Some further comments on the diagnostic procedure with respect to heterogeneity in the proband sample should be made. The diagnostic procedure of the IMAGE study used a teachers' questionnaire (CTRS) and a parental interview (PACS) in combination, by counting a symptom as present if it was present either in the CTRS or in the PACS. To prevent diagnoses based on a single informant only, at least two of the symptoms had to be present in both settings. This algorithm allows children to be positively diagnosed, even if their symptoms level is below the diagnostic threshold at home, at school, and even in both settings. This effect becomes evident when the frequencies of combined (PACS or CTRS) diagnostic symptoms (Table 3) is compared to the frequencies of each source alone (Figure 1). Whereas the most infrequent symptom occurs in about 80% of the probands when PACS and CTRS are combined, the lowest frequencies in PACS alone (<50%), CPRS alone (<60%), and CTRS alone (<40%) are clearly lower. The applied procedure may have excluded children without pervasive problems, but, on the other hand, also broadened the variety of symptom patterns in the proband sample and included some cases classified as subclinical in one or both settings. If we assume that some genetic variants interact differentially with the environmental conditions (home or school), the applied diagnostic algorithm classifying symptoms independently of their environmental condition and the type of informant may have introduced an uncontrolled variance in the phenotype.
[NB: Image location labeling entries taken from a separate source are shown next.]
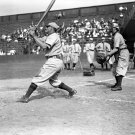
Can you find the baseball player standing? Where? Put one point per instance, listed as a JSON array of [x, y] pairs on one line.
[[107, 47], [89, 49], [65, 53], [121, 55], [53, 65], [100, 49], [76, 51]]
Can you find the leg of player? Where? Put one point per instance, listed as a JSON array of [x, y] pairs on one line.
[[25, 98], [67, 88], [119, 82], [73, 67]]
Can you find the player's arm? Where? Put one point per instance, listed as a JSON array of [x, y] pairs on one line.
[[40, 42], [116, 46], [37, 39]]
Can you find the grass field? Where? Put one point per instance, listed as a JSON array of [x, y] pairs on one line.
[[94, 110]]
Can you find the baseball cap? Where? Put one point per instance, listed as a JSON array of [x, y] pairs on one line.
[[53, 24], [91, 39], [115, 25], [103, 38]]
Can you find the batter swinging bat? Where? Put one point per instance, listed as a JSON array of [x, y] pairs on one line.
[[45, 13]]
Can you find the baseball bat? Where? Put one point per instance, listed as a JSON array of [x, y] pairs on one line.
[[80, 64], [45, 13]]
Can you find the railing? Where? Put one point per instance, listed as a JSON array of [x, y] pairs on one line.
[[128, 17]]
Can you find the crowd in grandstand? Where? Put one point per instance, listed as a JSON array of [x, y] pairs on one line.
[[77, 29]]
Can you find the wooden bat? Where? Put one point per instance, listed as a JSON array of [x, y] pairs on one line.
[[46, 11]]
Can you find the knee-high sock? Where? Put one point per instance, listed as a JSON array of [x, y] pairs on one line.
[[30, 90], [65, 87]]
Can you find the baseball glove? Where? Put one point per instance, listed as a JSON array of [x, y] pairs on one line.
[[100, 58]]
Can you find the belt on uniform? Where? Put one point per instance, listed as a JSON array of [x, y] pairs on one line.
[[90, 50], [123, 48], [54, 56]]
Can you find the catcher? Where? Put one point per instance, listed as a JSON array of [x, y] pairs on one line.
[[53, 65]]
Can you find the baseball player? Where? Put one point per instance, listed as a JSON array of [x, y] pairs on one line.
[[66, 58], [121, 55], [76, 51], [100, 49], [107, 50], [53, 65], [89, 49]]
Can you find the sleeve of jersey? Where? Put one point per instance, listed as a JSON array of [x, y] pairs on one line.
[[117, 41], [51, 40]]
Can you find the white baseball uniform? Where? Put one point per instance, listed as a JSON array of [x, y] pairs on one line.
[[53, 65]]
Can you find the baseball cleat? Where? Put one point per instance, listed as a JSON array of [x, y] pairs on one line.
[[23, 99], [113, 86], [72, 93], [117, 88]]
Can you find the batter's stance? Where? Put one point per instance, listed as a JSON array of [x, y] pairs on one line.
[[121, 55], [54, 64]]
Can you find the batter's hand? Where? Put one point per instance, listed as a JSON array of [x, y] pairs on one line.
[[32, 32]]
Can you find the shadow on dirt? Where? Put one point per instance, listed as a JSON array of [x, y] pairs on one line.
[[44, 92], [108, 85]]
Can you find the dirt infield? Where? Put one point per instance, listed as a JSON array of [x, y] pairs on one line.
[[94, 110]]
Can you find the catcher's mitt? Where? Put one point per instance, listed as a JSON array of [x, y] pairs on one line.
[[100, 58]]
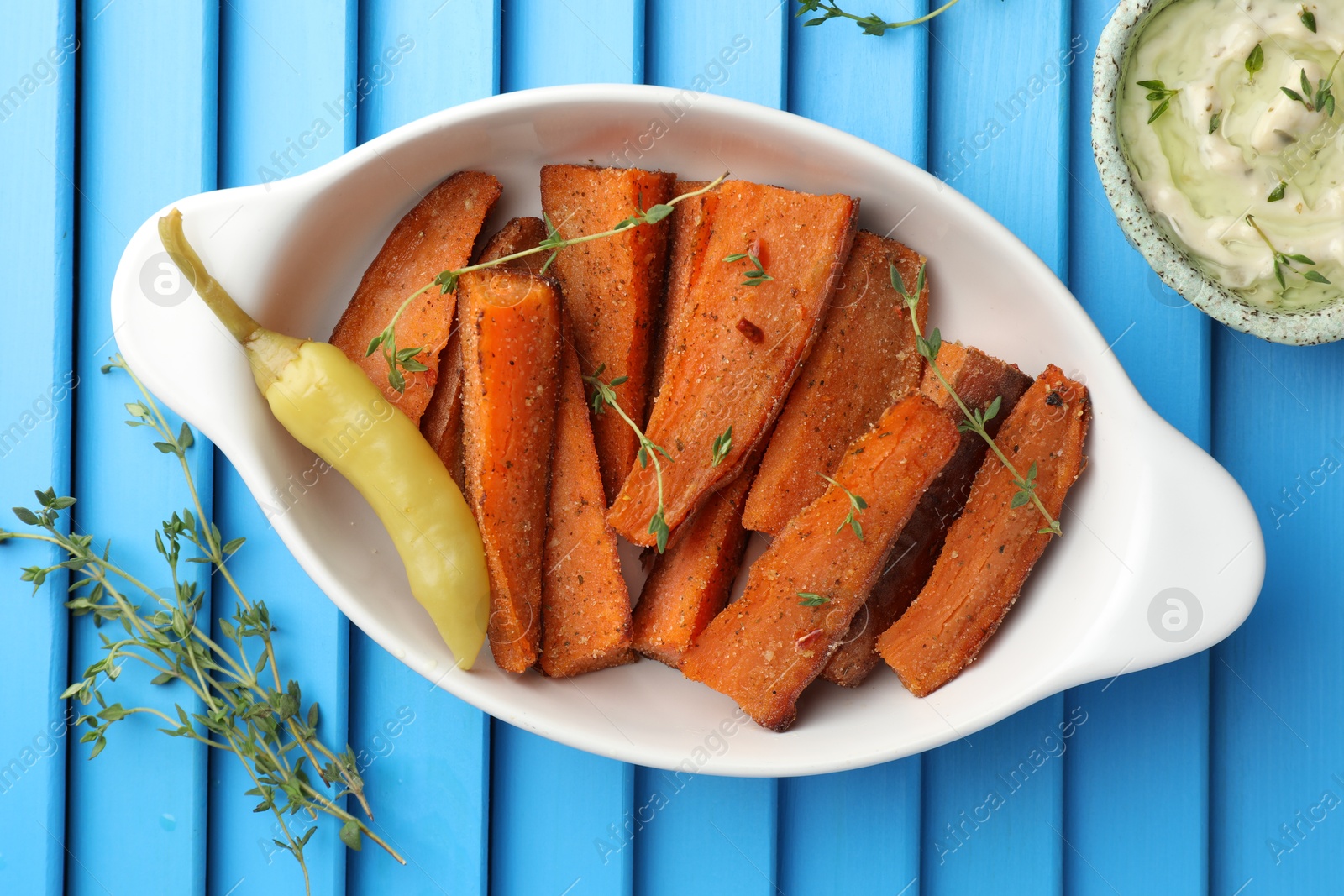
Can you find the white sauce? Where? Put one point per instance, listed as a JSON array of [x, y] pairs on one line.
[[1202, 186]]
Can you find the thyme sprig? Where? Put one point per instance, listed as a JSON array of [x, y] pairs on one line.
[[721, 448], [604, 396], [756, 275], [1285, 261], [403, 359], [1158, 92], [871, 24], [248, 708], [974, 421], [857, 506]]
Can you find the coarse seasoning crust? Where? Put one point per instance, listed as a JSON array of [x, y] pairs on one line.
[[585, 600], [764, 649], [511, 358], [978, 379], [443, 422], [692, 580], [864, 359], [992, 546], [743, 344], [436, 235], [612, 288]]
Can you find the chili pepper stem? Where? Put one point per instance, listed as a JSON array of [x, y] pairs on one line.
[[268, 352]]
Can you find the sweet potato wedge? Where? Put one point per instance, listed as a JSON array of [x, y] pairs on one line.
[[612, 288], [864, 359], [438, 234], [992, 546], [743, 344], [585, 600], [978, 378], [443, 422], [511, 358], [691, 582], [801, 594], [690, 231]]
Finally, some comments should be made concerning the sibling sample of the present study. The sample of 339 diagnosed siblings was heterogeneous in various ways. The subtypes differed across centres and between genders. There were, in particular, higher rates of ADHD-CT in boys than in girls. The mean number of both inattentive and hyperactive/impulsive symptoms differed between gender (higher frequencies in boys) and between centres. Differences in implementing the criteria for conducting the sibling interview (e.g. 'clinical suspicion of ADHD') may have introduced a bias leading to the large differences in subtype frequencies across centres. Additionally, differences in personnel resources, in combination with the declared purpose of the sibling interview (excluding ADHD cases in the sibling sample), may have introduced a centre bias. For these reasons, we do not further discuss the findings on the selected siblings but refer to the second part of this contribution dealing with analyses of the complete sample of 1446 siblings based on questionnaire data [47].

Conclusion

The present IMAGE project used a multi-centre design in order to reach an acceptable power for detecting genetic variants involved in ADHD. The multi-centre design may have led to additional heterogeneity in the sample, as demonstrated by the present contribution. Additionally, a diagnostic procedure invariant to age, gender, and informant, as used in the IMAGE study, may have enhanced the heterogeneity in the proband sample. Our data do not allow us to define an optimal trade-off between sample size and sample homogeneity. In conclusion, we recommend that genetic analyses be either statistically adjusted for the known sources of variance (age, gender, centres) or that they be stratified by sources of heterogeneity. Removal of outliers or using robust statistics might also enhance statistical power.